Современниками этого перехода от «кровавости» к «сексуальности» были Сад и родоначальники евгеники. Но если первые мечты об усовершенствовании человеческого вида смещали тематику крови в сторону жесткого управления полом (искусства устраивать благоприятные браки, способствовать желаемому потомству, здоровью и долголетию детей), если новая идея расы стремилась стереть аристократические кровные отличия и сохранить лишь контролируемые эффекты пола, то Сад переносил исчерпывающий анализ пола в исступленные механизмы старой власти суверенитета, сохраняя престиж крови в неприкосновенности. Удовольствие у него так и кровоточит – истекает кровью пытки и абсолютной власти, кровью сословия, самоценной и тем не менее проливаемой в непреложных ритуалах отцеубийства и инцеста, безоглядно расточаемой кровью народа, ибо кровь, что течет в его жилах, недостойна даже имени крови. Половая активность у Сада не знает нормы, внутреннего правила, которое могло бы выработаться исходя из ее собственной природы; но она повинуется безграничному закону власти, а та, в свою очередь, не ведает иного закона, кроме своего; когда же она предписывает себе ради игры порядок строго дисциплинированной прогрессии день за днем, это приводит ее к сгущению в точку голого и беспримесного суверенитета – беспредельного права всесильной монструозности.
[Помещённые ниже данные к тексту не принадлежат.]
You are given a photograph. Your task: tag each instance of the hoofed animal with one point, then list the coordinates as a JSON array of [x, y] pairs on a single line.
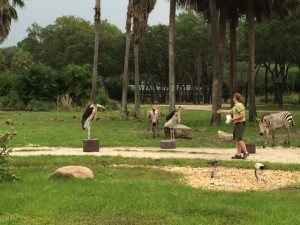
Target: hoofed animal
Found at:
[[270, 122], [153, 115], [170, 125], [88, 116]]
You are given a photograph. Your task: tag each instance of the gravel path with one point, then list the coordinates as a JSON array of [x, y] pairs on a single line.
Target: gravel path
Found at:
[[275, 155]]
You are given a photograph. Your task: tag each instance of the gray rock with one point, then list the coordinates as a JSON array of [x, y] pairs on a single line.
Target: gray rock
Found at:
[[180, 131], [80, 172]]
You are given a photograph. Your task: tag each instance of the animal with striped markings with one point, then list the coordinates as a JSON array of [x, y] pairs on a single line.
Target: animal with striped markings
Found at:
[[270, 122]]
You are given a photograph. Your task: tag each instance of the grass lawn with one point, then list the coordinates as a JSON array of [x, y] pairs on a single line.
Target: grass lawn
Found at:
[[134, 195], [61, 129], [131, 195]]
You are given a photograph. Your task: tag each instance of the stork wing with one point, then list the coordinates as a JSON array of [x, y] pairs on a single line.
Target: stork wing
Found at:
[[170, 115], [87, 113]]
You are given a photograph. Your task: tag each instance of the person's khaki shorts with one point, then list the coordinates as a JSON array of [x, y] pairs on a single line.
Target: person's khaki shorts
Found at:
[[238, 131]]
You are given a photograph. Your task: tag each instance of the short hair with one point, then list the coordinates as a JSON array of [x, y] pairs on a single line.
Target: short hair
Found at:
[[238, 97]]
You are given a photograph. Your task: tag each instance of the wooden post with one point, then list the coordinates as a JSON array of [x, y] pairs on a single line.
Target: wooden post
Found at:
[[251, 148], [91, 145], [167, 144]]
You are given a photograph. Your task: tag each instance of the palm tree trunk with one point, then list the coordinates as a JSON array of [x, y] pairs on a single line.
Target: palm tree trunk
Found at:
[[96, 50], [125, 75], [233, 84], [137, 101], [215, 117], [171, 55], [251, 80]]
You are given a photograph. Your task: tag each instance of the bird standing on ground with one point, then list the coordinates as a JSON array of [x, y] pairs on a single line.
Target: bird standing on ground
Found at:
[[88, 116]]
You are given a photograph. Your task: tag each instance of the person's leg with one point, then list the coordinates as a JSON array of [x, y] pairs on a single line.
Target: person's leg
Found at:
[[242, 147], [238, 147]]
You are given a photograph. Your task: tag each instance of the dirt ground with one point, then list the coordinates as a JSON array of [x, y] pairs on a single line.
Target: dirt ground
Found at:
[[229, 179]]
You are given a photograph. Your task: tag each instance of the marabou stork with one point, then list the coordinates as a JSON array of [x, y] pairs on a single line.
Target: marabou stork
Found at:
[[258, 167], [90, 114]]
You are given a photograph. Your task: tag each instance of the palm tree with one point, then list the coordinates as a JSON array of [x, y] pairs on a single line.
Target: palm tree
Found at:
[[96, 50], [125, 75], [172, 15], [141, 10], [7, 13]]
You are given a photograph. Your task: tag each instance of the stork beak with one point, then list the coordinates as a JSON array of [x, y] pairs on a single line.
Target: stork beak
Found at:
[[100, 106]]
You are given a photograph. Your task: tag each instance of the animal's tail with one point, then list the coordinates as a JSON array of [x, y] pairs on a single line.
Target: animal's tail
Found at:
[[293, 122]]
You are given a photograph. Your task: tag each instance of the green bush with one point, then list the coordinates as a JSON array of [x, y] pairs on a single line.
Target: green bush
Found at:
[[11, 102], [36, 105], [6, 173]]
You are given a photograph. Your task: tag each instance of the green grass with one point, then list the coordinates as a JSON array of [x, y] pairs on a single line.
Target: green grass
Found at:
[[60, 129], [133, 195]]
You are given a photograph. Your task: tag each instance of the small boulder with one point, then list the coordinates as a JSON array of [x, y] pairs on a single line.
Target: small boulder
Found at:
[[80, 172], [182, 131]]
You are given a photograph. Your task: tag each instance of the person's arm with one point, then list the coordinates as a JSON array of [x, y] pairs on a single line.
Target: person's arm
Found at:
[[241, 116], [224, 111]]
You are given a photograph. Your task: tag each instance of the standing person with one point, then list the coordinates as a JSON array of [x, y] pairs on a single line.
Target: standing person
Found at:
[[238, 118]]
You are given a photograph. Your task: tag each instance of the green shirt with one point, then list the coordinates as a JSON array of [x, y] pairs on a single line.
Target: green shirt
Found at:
[[237, 110]]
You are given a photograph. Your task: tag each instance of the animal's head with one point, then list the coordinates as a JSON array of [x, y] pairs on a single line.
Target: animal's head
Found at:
[[262, 123], [100, 106], [153, 114]]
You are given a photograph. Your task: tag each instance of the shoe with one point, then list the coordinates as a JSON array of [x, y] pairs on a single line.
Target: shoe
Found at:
[[237, 157], [245, 155]]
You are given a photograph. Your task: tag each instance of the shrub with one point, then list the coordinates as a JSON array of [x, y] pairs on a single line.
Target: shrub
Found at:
[[6, 173], [36, 105]]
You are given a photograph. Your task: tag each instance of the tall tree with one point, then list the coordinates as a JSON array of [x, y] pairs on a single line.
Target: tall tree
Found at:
[[96, 50], [141, 10], [126, 60], [251, 53], [172, 55], [7, 13]]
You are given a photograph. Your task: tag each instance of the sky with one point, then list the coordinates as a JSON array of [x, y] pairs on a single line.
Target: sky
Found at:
[[45, 12]]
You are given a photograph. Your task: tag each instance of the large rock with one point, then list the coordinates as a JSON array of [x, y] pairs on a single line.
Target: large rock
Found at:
[[80, 172], [180, 131]]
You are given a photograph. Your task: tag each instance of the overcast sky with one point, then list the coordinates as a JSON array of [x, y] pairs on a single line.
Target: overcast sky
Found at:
[[45, 12]]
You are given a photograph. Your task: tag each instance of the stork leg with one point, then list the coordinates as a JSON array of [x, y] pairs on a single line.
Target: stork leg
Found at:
[[89, 131], [172, 133]]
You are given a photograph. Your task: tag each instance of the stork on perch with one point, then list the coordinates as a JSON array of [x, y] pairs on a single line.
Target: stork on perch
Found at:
[[171, 120], [88, 116]]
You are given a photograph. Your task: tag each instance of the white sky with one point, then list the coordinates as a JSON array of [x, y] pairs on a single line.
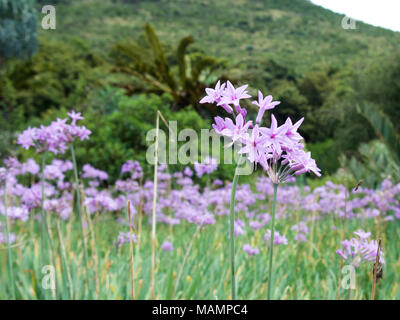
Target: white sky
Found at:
[[382, 13]]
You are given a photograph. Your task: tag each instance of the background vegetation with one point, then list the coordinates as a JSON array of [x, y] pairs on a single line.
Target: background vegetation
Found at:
[[119, 61]]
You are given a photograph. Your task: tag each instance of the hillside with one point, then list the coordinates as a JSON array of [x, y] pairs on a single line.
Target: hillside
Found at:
[[296, 33]]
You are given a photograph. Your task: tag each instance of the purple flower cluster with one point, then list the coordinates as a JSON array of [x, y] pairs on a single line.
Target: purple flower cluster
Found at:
[[278, 238], [208, 166], [56, 136], [278, 149]]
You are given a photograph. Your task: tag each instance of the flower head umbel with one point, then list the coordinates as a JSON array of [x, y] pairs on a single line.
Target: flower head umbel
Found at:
[[54, 137], [214, 95], [358, 251]]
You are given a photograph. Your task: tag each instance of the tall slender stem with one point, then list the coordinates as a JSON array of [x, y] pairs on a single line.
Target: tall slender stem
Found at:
[[232, 230], [271, 247], [78, 200], [9, 253]]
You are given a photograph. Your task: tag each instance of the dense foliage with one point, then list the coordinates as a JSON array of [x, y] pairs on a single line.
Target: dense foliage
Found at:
[[318, 71]]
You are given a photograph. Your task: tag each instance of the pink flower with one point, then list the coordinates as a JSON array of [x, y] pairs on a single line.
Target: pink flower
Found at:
[[75, 117], [254, 145]]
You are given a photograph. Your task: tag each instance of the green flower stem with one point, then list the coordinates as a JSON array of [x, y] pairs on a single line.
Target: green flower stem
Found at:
[[78, 200], [232, 230], [271, 247], [9, 253]]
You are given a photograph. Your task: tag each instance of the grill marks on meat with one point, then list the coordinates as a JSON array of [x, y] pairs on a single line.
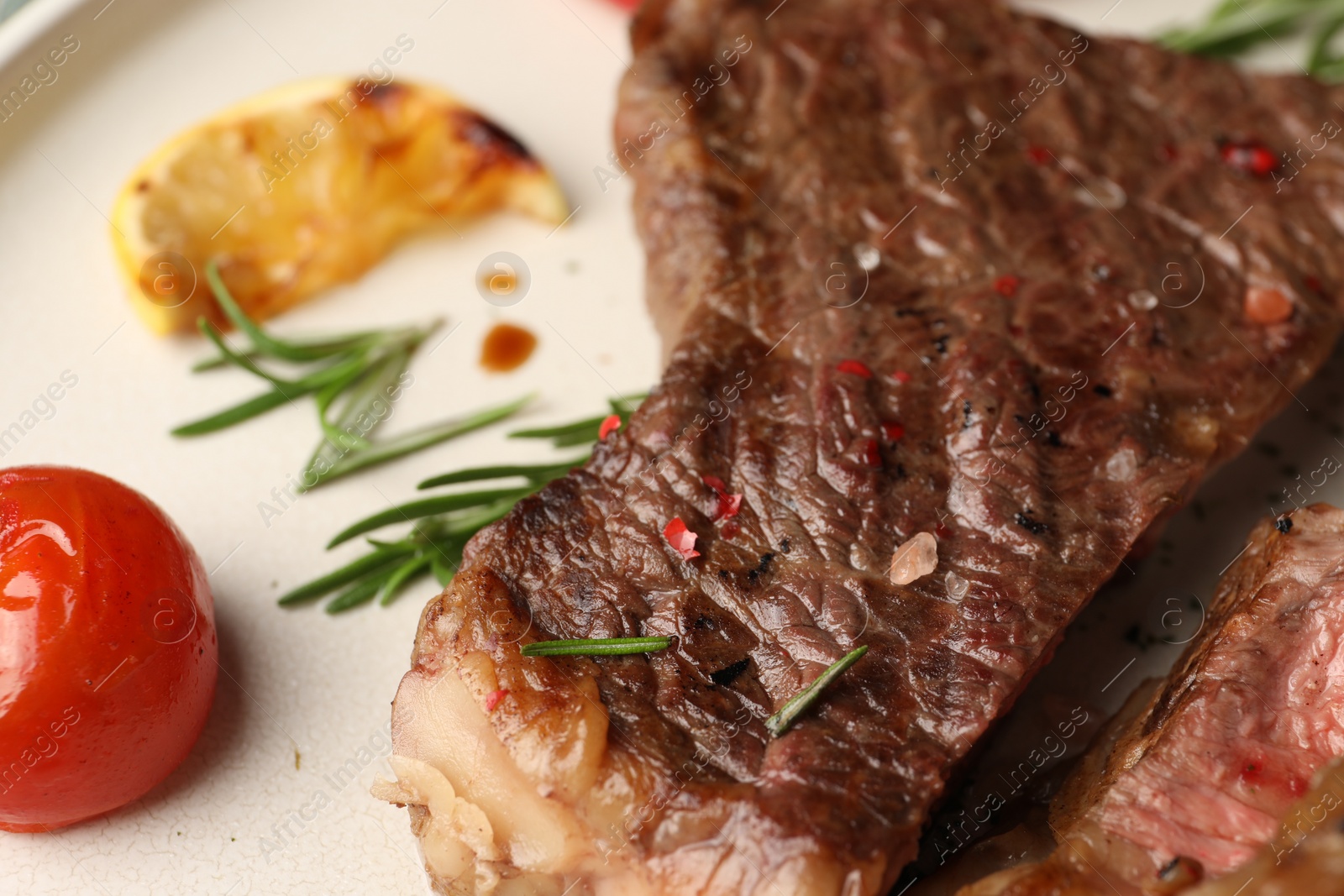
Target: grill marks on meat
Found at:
[[1209, 765], [660, 777]]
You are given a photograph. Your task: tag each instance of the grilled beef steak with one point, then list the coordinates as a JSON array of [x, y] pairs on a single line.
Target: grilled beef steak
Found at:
[[1205, 772], [921, 268], [1310, 856]]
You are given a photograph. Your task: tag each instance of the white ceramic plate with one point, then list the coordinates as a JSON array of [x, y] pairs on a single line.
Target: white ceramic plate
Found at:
[[302, 694]]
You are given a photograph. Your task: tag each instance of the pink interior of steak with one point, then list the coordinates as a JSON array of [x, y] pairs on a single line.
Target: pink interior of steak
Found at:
[[1200, 772], [1236, 736]]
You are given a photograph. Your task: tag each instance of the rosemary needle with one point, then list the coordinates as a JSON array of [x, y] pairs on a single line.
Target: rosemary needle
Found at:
[[443, 524], [595, 647], [354, 380], [790, 712], [1236, 27]]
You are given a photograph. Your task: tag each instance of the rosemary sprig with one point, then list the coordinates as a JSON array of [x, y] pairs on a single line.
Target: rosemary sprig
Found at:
[[790, 712], [595, 647], [444, 523], [1236, 26], [354, 380]]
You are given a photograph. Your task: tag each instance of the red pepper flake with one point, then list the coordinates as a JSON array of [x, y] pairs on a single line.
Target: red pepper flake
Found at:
[[871, 453], [893, 432], [1249, 156], [682, 539], [729, 506], [858, 369], [1268, 305]]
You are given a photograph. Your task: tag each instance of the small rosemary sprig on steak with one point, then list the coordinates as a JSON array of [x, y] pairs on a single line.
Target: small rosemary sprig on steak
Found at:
[[790, 712], [443, 524], [595, 647], [1236, 26], [354, 380]]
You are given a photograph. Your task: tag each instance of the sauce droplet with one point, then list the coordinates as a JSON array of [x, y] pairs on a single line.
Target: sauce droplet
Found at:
[[1268, 305], [507, 348]]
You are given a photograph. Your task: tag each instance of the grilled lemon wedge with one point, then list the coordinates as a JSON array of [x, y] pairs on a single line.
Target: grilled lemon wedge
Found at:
[[309, 186]]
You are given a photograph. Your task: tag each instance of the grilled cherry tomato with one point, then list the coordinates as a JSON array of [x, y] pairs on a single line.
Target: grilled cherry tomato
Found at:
[[108, 652]]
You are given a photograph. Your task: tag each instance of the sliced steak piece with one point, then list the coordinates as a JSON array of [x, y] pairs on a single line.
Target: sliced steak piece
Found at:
[[1003, 369], [1307, 856], [1210, 762]]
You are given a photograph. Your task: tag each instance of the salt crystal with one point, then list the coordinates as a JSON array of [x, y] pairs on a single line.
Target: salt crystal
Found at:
[[1142, 300], [867, 255], [916, 558], [1122, 465]]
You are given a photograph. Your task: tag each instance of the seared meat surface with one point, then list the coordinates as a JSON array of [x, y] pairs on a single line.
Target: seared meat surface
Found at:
[[1209, 766], [920, 268]]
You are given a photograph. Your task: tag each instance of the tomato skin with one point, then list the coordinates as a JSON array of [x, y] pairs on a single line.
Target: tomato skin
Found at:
[[108, 647]]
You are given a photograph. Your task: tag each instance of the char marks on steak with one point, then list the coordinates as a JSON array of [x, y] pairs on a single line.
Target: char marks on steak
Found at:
[[1207, 765], [1050, 414]]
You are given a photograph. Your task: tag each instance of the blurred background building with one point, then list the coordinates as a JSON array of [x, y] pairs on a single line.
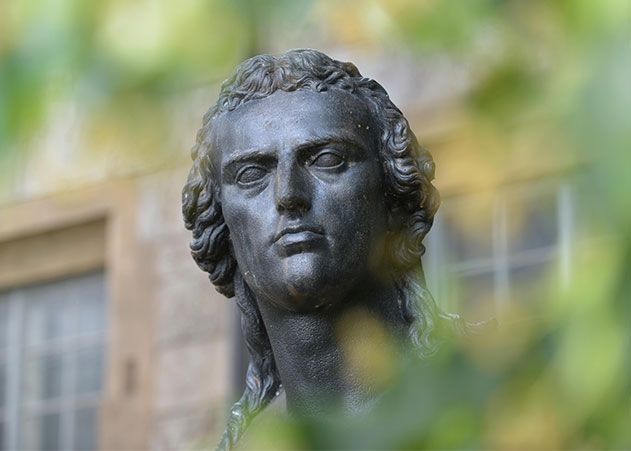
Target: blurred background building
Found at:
[[111, 337]]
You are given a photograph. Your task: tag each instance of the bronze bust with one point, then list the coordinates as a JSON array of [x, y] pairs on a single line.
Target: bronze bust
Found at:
[[309, 196]]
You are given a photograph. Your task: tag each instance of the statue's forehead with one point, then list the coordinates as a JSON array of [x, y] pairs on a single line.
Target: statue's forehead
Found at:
[[294, 116]]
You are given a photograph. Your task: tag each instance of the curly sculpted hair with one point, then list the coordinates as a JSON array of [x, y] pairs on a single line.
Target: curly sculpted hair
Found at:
[[411, 198]]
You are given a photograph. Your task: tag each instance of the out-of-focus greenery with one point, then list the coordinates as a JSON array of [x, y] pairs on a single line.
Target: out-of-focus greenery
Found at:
[[550, 81]]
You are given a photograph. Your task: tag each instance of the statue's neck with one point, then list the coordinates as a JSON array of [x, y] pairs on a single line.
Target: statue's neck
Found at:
[[317, 352]]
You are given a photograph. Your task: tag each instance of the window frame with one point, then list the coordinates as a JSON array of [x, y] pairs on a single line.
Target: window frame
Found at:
[[16, 354]]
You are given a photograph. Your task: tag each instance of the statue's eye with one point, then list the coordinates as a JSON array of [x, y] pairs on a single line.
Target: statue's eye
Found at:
[[250, 175], [327, 160]]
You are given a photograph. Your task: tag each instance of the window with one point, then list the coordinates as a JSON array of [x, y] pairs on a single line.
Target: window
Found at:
[[491, 249], [52, 343]]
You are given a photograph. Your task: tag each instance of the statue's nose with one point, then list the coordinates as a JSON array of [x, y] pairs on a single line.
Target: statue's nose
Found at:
[[292, 189]]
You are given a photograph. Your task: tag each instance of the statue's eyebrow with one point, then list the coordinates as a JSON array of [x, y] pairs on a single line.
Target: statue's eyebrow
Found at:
[[337, 138], [239, 156]]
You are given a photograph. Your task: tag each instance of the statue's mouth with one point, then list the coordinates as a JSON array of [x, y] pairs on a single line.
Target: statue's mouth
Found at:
[[293, 232], [297, 239]]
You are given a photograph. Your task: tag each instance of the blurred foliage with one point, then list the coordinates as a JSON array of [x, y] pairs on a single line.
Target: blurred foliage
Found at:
[[561, 381]]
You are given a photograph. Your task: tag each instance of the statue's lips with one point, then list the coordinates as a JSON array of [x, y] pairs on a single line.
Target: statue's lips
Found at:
[[298, 238]]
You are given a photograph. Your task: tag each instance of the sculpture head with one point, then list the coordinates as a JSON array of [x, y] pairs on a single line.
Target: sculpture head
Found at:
[[305, 179]]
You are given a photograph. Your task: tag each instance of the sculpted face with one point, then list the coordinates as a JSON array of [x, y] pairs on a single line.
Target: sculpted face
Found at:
[[302, 194]]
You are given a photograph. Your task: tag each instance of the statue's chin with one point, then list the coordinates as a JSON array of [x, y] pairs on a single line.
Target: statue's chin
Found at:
[[304, 282]]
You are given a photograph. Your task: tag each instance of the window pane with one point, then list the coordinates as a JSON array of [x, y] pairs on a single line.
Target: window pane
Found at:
[[85, 430], [468, 229], [4, 322], [42, 432], [89, 370], [89, 297], [476, 294], [527, 282], [532, 221], [44, 377], [48, 313], [3, 384]]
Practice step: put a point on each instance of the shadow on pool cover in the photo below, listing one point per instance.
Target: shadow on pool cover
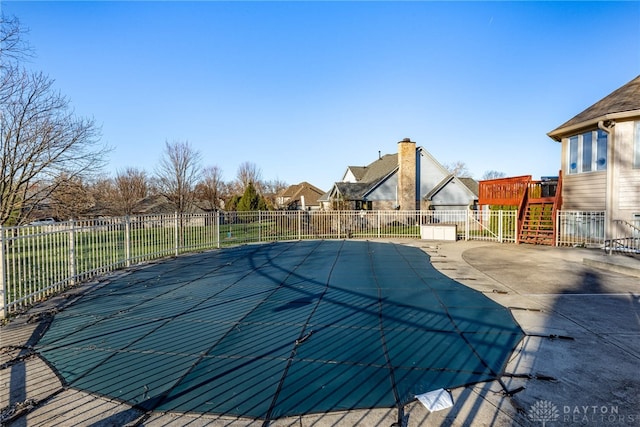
(281, 329)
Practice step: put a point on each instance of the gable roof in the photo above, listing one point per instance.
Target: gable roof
(471, 184)
(295, 192)
(370, 176)
(621, 103)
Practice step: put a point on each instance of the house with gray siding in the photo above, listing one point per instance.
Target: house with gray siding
(600, 160)
(411, 179)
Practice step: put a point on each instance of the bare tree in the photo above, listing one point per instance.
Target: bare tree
(70, 198)
(271, 190)
(130, 186)
(249, 173)
(458, 169)
(42, 143)
(210, 189)
(13, 46)
(41, 140)
(491, 174)
(178, 174)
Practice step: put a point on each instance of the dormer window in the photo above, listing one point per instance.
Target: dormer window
(588, 152)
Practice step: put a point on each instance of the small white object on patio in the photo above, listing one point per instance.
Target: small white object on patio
(436, 400)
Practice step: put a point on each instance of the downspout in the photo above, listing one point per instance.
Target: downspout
(606, 126)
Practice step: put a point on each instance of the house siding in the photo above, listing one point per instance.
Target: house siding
(626, 189)
(584, 192)
(386, 191)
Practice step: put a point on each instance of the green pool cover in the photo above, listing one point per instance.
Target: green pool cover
(273, 330)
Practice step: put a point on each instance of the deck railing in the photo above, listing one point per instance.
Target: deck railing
(39, 261)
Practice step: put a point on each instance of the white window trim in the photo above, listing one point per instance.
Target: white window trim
(579, 159)
(636, 146)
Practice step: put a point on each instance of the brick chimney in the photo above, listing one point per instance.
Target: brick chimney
(407, 175)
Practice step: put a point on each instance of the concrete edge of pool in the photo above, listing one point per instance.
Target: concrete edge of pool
(43, 402)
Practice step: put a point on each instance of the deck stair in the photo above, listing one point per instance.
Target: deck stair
(537, 203)
(537, 224)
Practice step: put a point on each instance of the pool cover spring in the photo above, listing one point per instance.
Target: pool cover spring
(280, 329)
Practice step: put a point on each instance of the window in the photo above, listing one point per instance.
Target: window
(601, 153)
(363, 205)
(636, 147)
(588, 152)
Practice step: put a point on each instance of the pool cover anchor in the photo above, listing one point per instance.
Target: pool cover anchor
(303, 339)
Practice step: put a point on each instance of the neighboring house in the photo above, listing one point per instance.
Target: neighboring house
(303, 196)
(601, 158)
(412, 179)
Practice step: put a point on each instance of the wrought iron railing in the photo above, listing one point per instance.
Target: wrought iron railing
(39, 261)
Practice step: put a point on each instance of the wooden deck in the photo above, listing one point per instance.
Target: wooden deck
(537, 203)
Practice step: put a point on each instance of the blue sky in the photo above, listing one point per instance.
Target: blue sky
(304, 89)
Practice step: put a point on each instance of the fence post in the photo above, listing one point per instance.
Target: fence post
(176, 233)
(467, 224)
(72, 252)
(218, 229)
(3, 281)
(127, 241)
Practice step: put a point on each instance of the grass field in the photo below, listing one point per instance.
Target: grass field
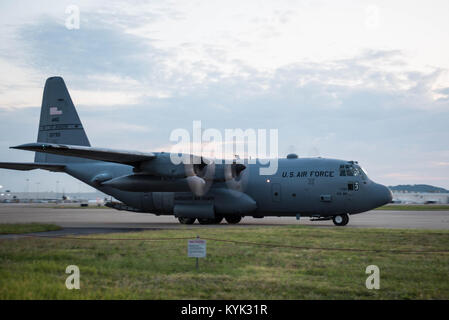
(13, 228)
(415, 207)
(34, 268)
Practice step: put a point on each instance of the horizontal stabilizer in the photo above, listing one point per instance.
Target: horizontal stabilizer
(24, 166)
(101, 154)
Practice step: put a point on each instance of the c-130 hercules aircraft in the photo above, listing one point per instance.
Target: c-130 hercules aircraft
(322, 189)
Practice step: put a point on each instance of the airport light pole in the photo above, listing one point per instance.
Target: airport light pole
(37, 190)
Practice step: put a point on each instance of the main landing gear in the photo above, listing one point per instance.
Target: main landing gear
(340, 220)
(216, 220)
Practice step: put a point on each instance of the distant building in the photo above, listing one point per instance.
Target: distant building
(420, 197)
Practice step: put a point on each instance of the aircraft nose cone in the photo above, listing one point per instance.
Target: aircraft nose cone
(382, 194)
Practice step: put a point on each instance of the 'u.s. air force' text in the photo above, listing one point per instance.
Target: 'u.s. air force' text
(312, 173)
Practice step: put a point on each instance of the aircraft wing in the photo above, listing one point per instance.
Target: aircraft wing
(101, 154)
(24, 166)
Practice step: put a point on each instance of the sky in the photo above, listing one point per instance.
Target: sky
(353, 80)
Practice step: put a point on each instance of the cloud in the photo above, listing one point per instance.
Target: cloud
(138, 71)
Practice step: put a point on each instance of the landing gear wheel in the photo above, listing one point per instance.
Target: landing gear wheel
(340, 220)
(233, 219)
(205, 221)
(186, 220)
(217, 220)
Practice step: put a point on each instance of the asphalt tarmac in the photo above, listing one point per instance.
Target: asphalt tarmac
(77, 220)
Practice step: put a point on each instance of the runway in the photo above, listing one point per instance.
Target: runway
(93, 220)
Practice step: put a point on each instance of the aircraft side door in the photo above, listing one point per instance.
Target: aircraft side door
(276, 192)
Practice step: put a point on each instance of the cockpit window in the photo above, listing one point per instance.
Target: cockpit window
(351, 170)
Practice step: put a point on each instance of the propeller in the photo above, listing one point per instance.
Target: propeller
(200, 174)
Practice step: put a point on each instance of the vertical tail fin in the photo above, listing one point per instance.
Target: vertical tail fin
(59, 122)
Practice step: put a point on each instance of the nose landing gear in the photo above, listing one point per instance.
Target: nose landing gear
(340, 220)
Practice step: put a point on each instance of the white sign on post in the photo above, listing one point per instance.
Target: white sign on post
(196, 248)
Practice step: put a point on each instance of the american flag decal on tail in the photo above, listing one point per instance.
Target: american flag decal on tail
(54, 111)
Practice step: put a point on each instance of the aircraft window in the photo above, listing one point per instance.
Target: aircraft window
(350, 170)
(362, 173)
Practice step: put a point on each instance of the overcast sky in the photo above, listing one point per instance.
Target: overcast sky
(354, 80)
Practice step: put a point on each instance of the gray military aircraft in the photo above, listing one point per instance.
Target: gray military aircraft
(323, 189)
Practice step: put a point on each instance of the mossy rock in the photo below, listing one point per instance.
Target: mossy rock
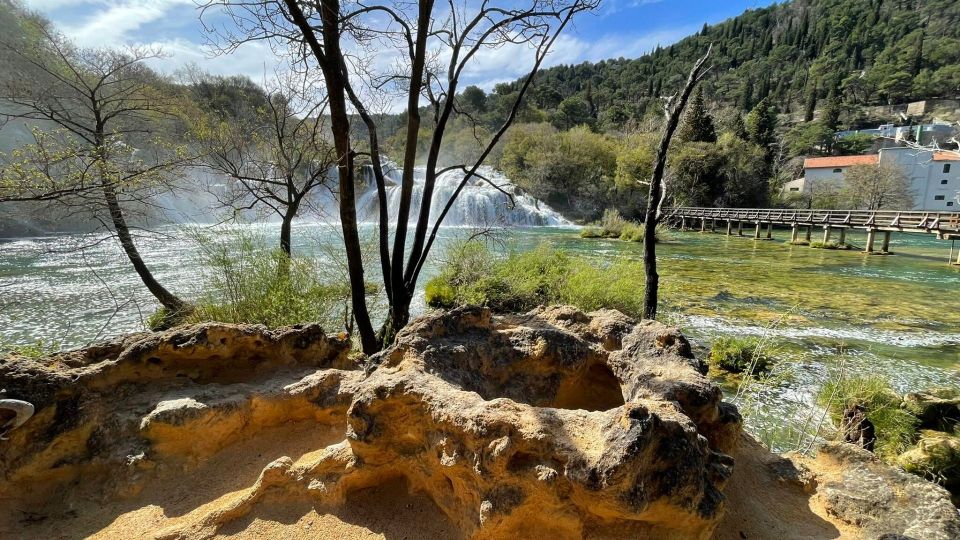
(936, 456)
(739, 355)
(937, 409)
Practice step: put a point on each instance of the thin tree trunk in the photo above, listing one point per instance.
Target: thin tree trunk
(330, 59)
(655, 195)
(165, 297)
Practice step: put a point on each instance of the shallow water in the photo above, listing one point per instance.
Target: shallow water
(896, 316)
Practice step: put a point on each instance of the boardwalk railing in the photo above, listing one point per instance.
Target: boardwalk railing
(884, 220)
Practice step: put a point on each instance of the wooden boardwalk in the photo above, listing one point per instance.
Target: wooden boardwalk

Пол растворяется в крови.

Хотя аналитика сексуальности и символика крови соотносятся в своих принципах с двумя очень разными режимами власти, первая не просто сменила вторую: между ними (как и между самими режимами власти) случались наложения, взаимодействия и переклички. Почти два столетия забота о крови и законе так или иначе напоминала о себе в управлении сексуальностью. Примечательны два их пересечения: одно – своей исторической значимостью, другое – поднятыми им теоретическими проблемами. Начиная со второй половины XIX века тематика крови оказалась призвана для того, чтобы оживить и поддержать своим историческим весом тип политической власти, реализующейся посредством диспозитивов сексуальности. В этой точке сформировался расизм (в его современной – государственной, биологически ориентированной форме): политика расселения, семьи, брака, воспитания, иерархизации общества, собственности и обширный комплекс непрерывных вмешательств в тело, поведение, здоровье и повседневную жизнь обрели тогда свою окраску и свое обоснование в мифической необходимости защитить чистоту крови и обеспечить торжество расы. Нацизм, вероятно, был самым наивным и самым хитросплетенным – одно вследствие другого – сочетанием фантазмов крови с пароксизмами дисциплинарной власти. Евгеническое упорядочение общества со всеми доступными ему способами расширения и усиления форм микровласти под прикрытием беспредельного огосударствления оказалось сопровождено онейрическим превознесением высшей крови, которое предполагало систематический геноцид других и риск без остатка принести в жертву самих себя. История распорядилась так, что гитлеровская политика пола осталась смехотворной практикой, тогда как связанный с нею миф крови обернулся величайшей бойней из тех, какие могут сегодня вспомнить люди.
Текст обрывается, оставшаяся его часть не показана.